Em síntese essa breve análise não permite analisar pormenorizadamente a complexidade da Carta de Pero Vaz de Caminha muitos outros trechos poderiam ser citados e ilustrar muitas outras questões, o que se tentou foi em primeira instância analisar as questões culturais mais relevantes, e em seguida diferenciar as atitudes dos povos que se encontravam por meio do eixo de aceitabilidade indígena, pois como a carta possui uma visão unilateral, pode-se apenas ter resquícios e pouco pode se afirmar quanto as intenções reais indígenas, a não ser pelo que o próprio Pero Vaz de Caminha enxerga.
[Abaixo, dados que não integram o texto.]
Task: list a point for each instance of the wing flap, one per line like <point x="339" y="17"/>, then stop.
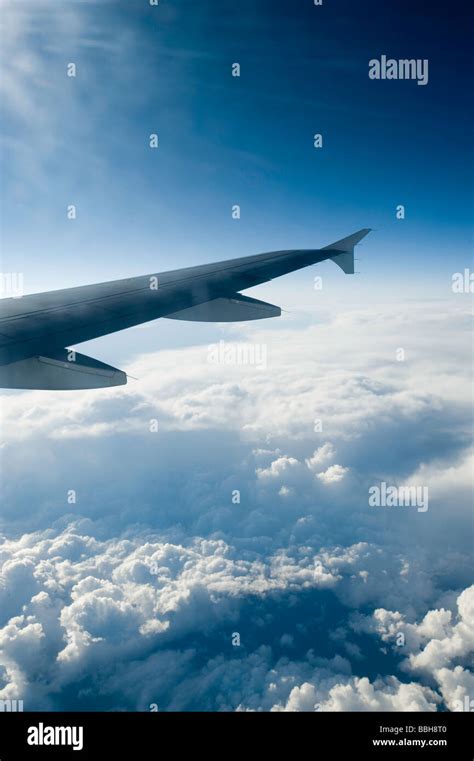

Dizer que os indígenas eram inocentes ou ingênuos, e que os europeus eram maus e queriam apenas explorar, também não é algo que a carta nos permite dizer, tal interpretação seria parcial, e necessitaria de dados históricos para ser feita. Enfim, claramente a diferença entra as duas culturas era evidente, mas essa análise não apontou o que seria positivo ou negativo, pois tal julgamento seria baseado em uma visão contemporânea e não poderia suprir a complexidade dos fatos históricos, e muito menos a cultura daquela época.